38. Count and Say
題目簡介
The count-and-say sequence is the sequence of integers beginning as follows:
1, 11, 21, 1211, 111221, …1 is read off as “one 1” or 11.
11 is read off as “two 1s” or 21.
21 is read off as “one 2, then one 1” or 1211.
Given an integer n, generate the nth sequence.

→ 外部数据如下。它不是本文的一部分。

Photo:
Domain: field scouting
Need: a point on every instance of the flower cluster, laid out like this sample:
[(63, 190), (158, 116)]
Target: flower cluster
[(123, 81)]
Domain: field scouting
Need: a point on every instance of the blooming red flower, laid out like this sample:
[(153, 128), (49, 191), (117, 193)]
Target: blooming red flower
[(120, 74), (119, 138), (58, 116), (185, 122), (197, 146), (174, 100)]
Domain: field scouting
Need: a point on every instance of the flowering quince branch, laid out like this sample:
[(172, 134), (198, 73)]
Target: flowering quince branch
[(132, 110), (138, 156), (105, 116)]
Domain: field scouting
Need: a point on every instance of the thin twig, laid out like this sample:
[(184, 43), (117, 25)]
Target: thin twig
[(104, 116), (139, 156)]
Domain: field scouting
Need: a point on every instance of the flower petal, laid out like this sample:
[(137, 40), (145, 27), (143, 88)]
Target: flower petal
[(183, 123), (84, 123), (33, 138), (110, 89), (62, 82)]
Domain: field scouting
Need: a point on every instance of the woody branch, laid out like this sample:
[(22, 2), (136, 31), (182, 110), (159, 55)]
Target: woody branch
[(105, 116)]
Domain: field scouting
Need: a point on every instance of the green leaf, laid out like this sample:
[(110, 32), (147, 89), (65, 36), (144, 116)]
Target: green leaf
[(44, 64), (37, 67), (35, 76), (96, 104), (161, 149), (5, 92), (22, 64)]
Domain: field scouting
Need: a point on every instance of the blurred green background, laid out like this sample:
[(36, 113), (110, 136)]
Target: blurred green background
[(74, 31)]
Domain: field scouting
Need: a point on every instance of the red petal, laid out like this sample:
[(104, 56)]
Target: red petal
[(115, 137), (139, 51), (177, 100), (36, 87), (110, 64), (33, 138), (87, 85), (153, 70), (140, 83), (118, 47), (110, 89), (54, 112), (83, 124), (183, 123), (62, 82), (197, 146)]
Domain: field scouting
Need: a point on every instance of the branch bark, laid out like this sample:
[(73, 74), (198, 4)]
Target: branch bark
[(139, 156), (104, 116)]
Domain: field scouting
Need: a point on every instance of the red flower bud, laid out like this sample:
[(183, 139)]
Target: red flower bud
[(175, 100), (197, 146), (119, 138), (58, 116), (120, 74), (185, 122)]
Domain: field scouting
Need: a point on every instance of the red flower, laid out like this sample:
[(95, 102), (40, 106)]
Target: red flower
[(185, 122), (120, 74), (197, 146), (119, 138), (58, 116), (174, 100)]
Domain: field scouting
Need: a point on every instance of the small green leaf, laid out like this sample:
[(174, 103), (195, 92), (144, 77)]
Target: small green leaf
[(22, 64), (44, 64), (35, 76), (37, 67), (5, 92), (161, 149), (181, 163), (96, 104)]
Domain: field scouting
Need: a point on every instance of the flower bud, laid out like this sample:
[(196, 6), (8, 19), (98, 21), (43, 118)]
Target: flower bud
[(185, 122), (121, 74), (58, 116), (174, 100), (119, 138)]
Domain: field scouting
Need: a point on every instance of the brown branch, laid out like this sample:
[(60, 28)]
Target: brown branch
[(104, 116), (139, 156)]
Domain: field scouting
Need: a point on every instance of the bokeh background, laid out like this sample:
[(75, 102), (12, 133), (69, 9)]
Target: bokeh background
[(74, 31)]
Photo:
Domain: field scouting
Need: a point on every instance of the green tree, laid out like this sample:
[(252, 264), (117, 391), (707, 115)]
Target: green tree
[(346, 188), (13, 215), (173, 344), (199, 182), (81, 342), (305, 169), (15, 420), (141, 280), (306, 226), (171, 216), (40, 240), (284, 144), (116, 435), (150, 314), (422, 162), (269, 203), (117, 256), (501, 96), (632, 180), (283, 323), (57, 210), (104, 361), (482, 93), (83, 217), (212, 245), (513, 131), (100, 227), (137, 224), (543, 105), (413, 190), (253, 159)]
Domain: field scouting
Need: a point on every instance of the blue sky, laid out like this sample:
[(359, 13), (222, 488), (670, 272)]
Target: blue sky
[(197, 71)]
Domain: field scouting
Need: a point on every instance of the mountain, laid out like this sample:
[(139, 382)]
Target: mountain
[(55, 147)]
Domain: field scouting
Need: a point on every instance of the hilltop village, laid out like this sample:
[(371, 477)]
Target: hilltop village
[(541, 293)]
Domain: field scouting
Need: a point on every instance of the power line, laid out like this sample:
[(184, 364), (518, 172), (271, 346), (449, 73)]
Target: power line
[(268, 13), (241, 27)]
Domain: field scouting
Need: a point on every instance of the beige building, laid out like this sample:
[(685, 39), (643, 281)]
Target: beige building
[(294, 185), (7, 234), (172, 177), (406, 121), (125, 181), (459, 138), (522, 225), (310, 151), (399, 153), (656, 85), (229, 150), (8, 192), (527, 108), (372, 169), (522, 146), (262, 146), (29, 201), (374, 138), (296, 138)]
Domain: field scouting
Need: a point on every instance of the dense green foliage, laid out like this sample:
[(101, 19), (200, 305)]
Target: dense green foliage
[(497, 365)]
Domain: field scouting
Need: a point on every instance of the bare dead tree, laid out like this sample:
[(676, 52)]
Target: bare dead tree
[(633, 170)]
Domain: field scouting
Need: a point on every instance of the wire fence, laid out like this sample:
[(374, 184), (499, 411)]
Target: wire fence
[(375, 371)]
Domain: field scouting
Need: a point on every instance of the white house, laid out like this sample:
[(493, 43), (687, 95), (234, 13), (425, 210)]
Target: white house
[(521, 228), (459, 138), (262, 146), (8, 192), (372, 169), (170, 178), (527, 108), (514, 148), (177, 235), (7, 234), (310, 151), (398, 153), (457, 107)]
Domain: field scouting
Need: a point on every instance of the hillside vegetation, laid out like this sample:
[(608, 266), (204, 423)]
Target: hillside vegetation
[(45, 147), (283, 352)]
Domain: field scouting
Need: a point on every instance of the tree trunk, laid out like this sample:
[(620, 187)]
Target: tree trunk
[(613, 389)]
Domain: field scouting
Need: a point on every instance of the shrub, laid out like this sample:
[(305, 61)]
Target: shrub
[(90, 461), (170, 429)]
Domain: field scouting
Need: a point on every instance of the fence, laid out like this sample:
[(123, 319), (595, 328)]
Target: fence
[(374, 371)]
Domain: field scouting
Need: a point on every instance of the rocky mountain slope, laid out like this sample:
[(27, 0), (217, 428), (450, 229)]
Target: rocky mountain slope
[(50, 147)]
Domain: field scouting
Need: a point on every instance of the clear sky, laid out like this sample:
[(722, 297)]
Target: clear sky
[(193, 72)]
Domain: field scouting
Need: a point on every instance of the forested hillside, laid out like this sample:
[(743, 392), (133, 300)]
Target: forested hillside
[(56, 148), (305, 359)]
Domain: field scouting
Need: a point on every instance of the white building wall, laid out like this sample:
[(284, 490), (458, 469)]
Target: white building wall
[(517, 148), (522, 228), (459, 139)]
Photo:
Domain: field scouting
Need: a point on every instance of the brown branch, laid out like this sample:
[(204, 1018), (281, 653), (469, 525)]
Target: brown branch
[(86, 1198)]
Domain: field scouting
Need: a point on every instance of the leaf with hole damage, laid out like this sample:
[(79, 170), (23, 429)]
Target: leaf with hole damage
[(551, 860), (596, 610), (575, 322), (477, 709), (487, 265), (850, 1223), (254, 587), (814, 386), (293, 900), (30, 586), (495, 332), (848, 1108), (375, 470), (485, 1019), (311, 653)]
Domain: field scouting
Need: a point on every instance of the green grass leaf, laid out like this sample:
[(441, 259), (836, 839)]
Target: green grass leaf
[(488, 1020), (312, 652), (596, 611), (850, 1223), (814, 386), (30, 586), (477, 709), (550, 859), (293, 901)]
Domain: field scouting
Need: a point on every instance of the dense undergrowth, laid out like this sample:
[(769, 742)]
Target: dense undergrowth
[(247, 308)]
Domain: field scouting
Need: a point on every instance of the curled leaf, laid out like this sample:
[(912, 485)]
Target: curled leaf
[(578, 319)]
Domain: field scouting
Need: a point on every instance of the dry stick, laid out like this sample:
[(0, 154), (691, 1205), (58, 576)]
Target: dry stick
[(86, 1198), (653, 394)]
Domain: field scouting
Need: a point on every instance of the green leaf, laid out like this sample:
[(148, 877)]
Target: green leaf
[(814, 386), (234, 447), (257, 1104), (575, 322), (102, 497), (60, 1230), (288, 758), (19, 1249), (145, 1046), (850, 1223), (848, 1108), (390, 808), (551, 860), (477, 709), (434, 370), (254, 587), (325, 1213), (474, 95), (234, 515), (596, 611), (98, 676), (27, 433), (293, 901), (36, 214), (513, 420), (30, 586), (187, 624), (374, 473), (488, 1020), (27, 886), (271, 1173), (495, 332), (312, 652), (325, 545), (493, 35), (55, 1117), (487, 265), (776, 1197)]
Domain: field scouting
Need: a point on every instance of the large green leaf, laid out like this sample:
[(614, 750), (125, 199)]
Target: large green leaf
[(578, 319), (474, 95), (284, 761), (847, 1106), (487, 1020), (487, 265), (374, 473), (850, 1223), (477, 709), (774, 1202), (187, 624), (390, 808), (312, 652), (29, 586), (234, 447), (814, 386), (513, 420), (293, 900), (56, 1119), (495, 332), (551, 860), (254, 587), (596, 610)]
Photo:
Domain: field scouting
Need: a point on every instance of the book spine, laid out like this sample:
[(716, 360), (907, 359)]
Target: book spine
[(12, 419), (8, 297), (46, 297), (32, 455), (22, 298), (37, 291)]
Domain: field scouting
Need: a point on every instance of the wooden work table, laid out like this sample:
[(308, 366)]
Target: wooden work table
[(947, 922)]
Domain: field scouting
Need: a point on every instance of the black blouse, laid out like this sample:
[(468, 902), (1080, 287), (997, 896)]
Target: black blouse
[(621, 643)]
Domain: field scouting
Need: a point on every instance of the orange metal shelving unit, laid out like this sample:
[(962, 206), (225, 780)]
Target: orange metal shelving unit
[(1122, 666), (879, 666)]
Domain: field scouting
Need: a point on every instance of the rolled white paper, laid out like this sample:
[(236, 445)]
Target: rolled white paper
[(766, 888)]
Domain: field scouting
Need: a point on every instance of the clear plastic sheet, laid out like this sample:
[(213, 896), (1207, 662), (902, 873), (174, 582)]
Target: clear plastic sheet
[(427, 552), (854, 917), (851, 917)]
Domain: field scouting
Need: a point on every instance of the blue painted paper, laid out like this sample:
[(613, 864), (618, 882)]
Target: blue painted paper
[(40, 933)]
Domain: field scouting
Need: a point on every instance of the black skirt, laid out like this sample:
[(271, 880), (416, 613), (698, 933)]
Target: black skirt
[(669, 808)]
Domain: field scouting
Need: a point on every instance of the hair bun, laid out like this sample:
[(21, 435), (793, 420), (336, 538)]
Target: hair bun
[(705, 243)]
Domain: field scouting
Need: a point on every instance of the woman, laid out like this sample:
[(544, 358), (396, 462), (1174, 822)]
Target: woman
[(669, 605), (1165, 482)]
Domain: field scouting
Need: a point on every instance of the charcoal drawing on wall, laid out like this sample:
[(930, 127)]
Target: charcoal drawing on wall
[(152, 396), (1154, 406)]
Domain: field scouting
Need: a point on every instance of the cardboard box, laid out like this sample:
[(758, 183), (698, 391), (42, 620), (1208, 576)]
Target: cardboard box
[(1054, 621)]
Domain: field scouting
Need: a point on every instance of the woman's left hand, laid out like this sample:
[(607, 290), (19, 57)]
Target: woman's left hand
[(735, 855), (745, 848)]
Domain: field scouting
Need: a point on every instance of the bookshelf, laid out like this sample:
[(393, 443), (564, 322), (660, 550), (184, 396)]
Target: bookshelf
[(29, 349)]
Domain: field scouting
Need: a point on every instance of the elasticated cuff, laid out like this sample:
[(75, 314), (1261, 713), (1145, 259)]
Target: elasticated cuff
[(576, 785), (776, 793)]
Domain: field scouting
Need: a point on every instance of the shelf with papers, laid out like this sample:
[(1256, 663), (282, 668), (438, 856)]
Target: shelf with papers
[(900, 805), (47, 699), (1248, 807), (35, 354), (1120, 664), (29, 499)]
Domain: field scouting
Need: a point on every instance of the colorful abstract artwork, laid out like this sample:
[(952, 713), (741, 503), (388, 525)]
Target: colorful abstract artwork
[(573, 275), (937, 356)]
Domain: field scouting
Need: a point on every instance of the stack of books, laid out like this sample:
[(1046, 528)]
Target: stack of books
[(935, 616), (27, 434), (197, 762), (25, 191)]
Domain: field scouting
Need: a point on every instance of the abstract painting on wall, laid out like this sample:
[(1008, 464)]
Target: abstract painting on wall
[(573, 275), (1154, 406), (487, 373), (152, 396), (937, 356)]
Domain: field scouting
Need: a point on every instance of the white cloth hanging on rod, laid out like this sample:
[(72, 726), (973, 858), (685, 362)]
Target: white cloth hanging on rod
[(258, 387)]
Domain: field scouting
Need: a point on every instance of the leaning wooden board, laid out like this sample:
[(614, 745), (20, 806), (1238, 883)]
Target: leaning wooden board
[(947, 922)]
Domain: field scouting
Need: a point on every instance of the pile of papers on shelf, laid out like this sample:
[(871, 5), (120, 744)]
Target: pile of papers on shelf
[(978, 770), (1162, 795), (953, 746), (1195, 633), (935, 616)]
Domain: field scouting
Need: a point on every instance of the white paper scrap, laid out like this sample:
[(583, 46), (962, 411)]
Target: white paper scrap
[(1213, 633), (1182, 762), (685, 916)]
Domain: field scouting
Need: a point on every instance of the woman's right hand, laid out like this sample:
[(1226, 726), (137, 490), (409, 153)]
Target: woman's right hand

Note: The sequence of integers will be represented as a string.s
解法一:迭代
思路如下:遍歷前一個字符串的字符,若上一個字符和當前字符相等就自增加計數,否則輸出到res中並且初始化計數器。
此種方法同前面去除數組中相同的元素。
string countAndSay(int n) {
if(n==0) return "";
string prev = "1";
string res = "";
int count=1;
for(int i=1;i<n;i++){
for(int j=1;j<=prev.length();j++){
if(j==prev.length()){
cout<<i<<": "<<prev[j]<<endl;
}
if(prev[j-1]==prev[j]){
count++;
}else{
res += to_string(count);
res += prev[j-1];
count = 1;
}
}
prev = res;
res = "";
/* ~~My Own Stupid Code ~~s
ch = prev[0];
count = 1;
for(int j=1;j<prev.length();j++){
while(ch==prev[j]){
count++;
j++;
}
res += count;
res += ch;
ch = prev[j];
count = 1;
}
prev = res;
res = "";
cout<<i+1<<" "<<res;
*/
}
return prev;
}
解法二:遞歸
string countAndSay(int n) {
if(n==1) return "1";
string prev = countAndSay(n-1);
int left = 0;
int right = 0;
string res = "";
while(left<prev.length()){
while(prev[left]==prev[right]) right++;
res += to_string(right-left)+ prev[left];
left = right;
}
return res;
}s總結
起初我在思考這個問題的時候,並沒有想到遞歸,使用遞歸將會簡化代碼,更好的理解。
在使用迭代方法時,有以下一些注意事項:
1. 注意邊界值
- 遍歷次數從1到n-1: int i=1;i<n;i++;
- 每個字符串遍歷: for(int j=1;j<=prev.length();j++) ;
- 對於字符串的prev[length]爲\0
2. 不需要單獨定義一個char存儲當前字符
3. 邏輯很簡單,simple is better.